A questi va aggiunto, senza dubbio, anche “L’occhio del diavolo” scritto e diretto dal maestro Ingmar Bergman che uscì nelle sale proprio quell’anno.

Bergman è uno dei pochi registi – geniali – che riesce ad unire il teatro al cinema, e lo fa senza limitarsi a realizzare del semplice “teatro filmato”. E questo film è uno dei migliori esempi. Attraverso l’antica forma farsesca del “capriccio”, veniamo introdotti da un esimio e cerimonioso presentatore all’Inferno, dove Satana ha un problema. Il suo occhio destro è afflitto da un orzaiolo e questo significa che una giovane ragazza sta per sposarsi ancora vergine.

Prima che le schiere celesti possano festeggiare, il Diavolo invia sulla Terra il suo “ospite” più micidiale e implacabile: Don Giovanni, affinché possa conquistare e “deflorare” Britt-Marie (Bibi Andersson) prima che giunga all’altare. Ma…

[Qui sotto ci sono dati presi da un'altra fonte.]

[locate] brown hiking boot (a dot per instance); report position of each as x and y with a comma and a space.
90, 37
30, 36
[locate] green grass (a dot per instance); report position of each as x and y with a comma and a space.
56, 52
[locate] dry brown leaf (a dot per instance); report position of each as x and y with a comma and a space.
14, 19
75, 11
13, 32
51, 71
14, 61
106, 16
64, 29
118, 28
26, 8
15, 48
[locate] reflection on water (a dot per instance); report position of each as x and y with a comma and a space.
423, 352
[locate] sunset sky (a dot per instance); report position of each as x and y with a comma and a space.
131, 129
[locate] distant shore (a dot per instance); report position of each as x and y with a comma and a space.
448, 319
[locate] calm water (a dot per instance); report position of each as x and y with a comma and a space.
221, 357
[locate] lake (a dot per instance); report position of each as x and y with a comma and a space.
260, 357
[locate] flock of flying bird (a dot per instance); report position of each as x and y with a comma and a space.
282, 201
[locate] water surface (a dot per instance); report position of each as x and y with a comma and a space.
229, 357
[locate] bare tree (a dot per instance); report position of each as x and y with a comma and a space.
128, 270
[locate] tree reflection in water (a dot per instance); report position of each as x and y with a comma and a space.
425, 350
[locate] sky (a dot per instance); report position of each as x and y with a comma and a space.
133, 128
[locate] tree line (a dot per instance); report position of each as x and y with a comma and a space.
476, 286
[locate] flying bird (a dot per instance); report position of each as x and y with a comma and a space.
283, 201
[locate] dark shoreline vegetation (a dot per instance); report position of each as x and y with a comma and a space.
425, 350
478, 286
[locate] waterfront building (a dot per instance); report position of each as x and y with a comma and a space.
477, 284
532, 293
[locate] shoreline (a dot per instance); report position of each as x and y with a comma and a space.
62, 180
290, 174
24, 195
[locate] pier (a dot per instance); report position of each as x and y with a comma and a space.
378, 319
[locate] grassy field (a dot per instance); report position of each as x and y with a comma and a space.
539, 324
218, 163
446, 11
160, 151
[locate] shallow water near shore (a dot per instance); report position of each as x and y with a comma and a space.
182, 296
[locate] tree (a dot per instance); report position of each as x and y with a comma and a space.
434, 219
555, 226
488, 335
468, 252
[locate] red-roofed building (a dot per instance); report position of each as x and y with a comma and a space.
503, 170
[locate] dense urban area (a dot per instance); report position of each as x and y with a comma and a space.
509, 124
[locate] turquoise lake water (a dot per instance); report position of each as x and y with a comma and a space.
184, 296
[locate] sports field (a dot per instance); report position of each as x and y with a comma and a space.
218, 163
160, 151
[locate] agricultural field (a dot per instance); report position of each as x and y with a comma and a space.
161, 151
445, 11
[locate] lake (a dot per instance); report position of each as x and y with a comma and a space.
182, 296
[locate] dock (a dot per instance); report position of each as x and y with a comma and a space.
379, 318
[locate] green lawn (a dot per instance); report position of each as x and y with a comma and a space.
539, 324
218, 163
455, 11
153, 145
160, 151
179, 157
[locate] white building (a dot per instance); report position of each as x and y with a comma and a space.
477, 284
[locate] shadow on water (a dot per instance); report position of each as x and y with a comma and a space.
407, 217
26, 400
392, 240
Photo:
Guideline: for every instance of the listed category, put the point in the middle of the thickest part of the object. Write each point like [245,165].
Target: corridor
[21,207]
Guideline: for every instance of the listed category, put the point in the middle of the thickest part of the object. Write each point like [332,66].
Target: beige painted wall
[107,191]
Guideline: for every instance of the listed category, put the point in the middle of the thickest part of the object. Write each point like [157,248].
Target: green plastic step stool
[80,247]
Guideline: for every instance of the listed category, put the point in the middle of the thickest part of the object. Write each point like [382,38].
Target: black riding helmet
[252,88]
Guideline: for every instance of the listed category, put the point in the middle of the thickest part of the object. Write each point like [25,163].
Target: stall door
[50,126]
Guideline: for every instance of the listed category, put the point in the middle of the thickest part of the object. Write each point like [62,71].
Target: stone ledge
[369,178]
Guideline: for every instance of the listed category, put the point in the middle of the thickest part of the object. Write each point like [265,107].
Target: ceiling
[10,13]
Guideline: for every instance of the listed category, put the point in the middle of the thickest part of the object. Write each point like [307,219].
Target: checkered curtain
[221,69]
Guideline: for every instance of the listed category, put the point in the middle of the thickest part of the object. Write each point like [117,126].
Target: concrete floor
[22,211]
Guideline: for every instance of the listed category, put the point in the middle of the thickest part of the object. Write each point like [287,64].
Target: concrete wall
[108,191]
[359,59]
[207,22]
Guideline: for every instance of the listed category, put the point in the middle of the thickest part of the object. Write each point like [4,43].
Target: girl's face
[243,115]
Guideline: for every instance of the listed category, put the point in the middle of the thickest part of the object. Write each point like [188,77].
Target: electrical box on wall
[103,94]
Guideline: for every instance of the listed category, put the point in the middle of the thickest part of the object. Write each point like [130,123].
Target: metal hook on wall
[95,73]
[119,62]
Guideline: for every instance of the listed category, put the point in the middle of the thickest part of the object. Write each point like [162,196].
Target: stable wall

Ispirato alla commedia radiofonica “Ritorna Don Giovanni” del danese Oluf Bang (1882-1959) e scritta dallo stesso Bergman, “L’occhio del diavolo” è una splendida pellicola che ci parla schiettamente, senza ipocrisie e spesso molto dolorosamente – come tutto il cinema del maestro svedese – delle pieghe più oscure e contraddittorie dell’animo umano.

L’amara ironia, l’oppressione del falso perbenismo, il sesso e i riferimenti alla propria vita reale – non è un caso che Britt-Marie sia la figlia di un vicario, così come lo era nella realtà il regista – sono temi classici del cinema di Bergman, che conosceva molto bene l’ambiente e il clima di una certa società borghese.

Una delle migliori riletture del mito del Don Giovanni al cinema. Da vedere.

Nella sezione degli extra del dvd è presente una preziosa quanto rara intervista a Bergman fatta da Gian Luigi Rondi, in cui il cineasta scandivano parla del suo cinema e del suo teatro che inseguono sempre e solo una cosa: la verità.

“L’uomo che amava le donne” di François Truffaut

(Francia, 1977)

Bertrand Morane (Charles Denner) ama le donne, e da queste è profondamente corrisposto. Bertrand non è bello, ma ha fascino e sa come conquistarle per una notte o poco più.

Nel suo letto di donne ne sono passate tante, e forse la paura di perdere il ricordo di qualcuna lo porta a scrivere un libro autobiografico che intitola “Lo stallone”.

Il testo viene accettato da una casa editrice che incarica la propria editor Geneviève (Brigitte Fossey) di aiutare l’autore nella sua stesura finale. Anche Geneviève finirà nel letto di Bertrand e questo le permetterà di capire al meglio e intimamente “L’uomo che amava le donne”, che sarà il titolo definitivo del libro, da lei stessa proposto e da Bertrand felicemente accettato poco prima di incontrare il suo destino.

Che ci sia qualcosa di profondamente biografico in questa splendida pellicola di François Truffaut dedicata al mito del Don Giovanni è scontato. Soprattutto pensando al funerale di Bertrand, il regista ha ricreato suo malgrado quello che molto probabilmente pochi anni dopo – troppo pochi per il cinema francese e non solo! – è avvenuto davvero alla sua morte prematura.

A differenza di Don Giovanni però, Bertrand-Truffaut non brama la conquista di una donna “…pur di metterla in lista”, ma le cerca e le possiede perché le ama, a modo suo e senza fermarsi a nessuna. Il suo più grande dolore è quello di sapere che non potrà averle tutte.

Un capolavoro indiscusso. Il mio film preferito del maestro François Truffaut.